Masha initially assumes that her mysterious troll is someone from her past, as she expresses several times that she used to be pretty heartless. (It’s unclear what Masha used to do for work, but considering she’s probably drugging the guests and had enough money to even build Tranquillum, it was probably not all above board.) However, a later message she receives begins to convince her that perhaps the person is much closer than she thought. “Can’t take my eyes off you,” one text to her reads when she’s standing alone in her office.

Vince Valitutti/Hulu

It’s not like Tranquillum is closed to outsiders — it looks like all the guests just drove right in — but it is situated on a pretty secluded property deep in the woods. It’s possible that the person threatening Masha is someone from her past (maybe the one who shot her) who’s now hiding somewhere on the grounds. But it also seems like at least one of them — from Masha and her staff to the nine guests — would have noticed if someone else was creeping around.

Still, there are a number of other options. One possibility is that the sender is one of the guests. We know all of them are withholding information about themselves, and that even the most good-natured among them, like Carmel and Napoleon, are capable of sudden violence. We know almost nothing about Lars except that he distrusts everything about Masha, and Tony’s dependence on substances makes him one of the more volatile people at the retreat. Who knows what any of them are really capable of?

There’s also the strange relationship between Masha, Yao, and Delilah. Yao and Delilah are dating, but it’s obvious that Masha and Yao are sleeping together. It’s unclear if Delilah is aware of this, and on top of that she seems to be increasingly wary of Masha’s decision-making. (When Masha says to begin the “new protocol” on the guests, Delilah asserts they’re “not ready” and “it hasn’t been tested”). Is it possible Delilah has become increasingly disgruntled with Masha, enough to cause her to send Masha threatening messages?

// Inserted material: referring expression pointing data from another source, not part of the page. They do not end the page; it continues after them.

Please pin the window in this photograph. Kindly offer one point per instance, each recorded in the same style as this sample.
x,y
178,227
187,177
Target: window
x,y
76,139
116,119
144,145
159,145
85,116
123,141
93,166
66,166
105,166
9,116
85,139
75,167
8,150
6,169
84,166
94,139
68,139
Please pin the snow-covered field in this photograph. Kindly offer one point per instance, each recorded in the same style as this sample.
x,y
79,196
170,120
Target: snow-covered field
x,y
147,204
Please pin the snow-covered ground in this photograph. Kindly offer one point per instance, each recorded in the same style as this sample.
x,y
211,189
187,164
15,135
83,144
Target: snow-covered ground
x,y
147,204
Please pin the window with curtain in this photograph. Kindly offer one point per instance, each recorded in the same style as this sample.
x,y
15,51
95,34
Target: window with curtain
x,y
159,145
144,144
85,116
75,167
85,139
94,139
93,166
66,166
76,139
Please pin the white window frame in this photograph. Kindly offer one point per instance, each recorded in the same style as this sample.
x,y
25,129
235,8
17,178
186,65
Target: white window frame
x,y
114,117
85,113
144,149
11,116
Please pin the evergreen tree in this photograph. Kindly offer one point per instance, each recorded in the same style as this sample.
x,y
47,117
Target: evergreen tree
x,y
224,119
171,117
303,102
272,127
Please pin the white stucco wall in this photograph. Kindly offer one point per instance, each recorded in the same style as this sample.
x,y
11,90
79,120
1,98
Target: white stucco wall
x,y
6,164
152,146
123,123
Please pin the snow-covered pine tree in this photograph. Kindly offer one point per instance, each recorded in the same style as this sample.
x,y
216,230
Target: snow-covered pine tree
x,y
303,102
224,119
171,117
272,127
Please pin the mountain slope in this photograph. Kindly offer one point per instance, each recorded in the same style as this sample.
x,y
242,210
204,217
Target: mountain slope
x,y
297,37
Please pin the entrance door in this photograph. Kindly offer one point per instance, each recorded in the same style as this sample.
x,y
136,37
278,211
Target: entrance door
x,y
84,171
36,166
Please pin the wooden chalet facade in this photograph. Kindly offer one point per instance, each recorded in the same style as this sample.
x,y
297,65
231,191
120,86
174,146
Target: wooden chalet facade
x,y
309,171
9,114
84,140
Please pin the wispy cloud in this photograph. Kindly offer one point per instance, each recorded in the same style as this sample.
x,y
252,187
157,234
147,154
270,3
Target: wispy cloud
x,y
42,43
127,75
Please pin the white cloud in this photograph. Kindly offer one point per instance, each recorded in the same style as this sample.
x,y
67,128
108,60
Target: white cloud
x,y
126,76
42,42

Another possibility is that Masha is completely imagining the messages. Based on her heavy focus on smoothies and talk of special “protocols,” it’s pretty clear that Masha is drugging the guests in some way, likely through their smoothies. If that’s the case, there’s a chance that Masha is also on substances herself, or has at least used them enough to trust them as a viable treatment option. How reliable of a narrator is Masha, really? She’s never shown the texts to Yao or Delilah, so are they even there? Or are they just a hallucination, yet another sign that Masha has more work to do in overcoming her own trauma?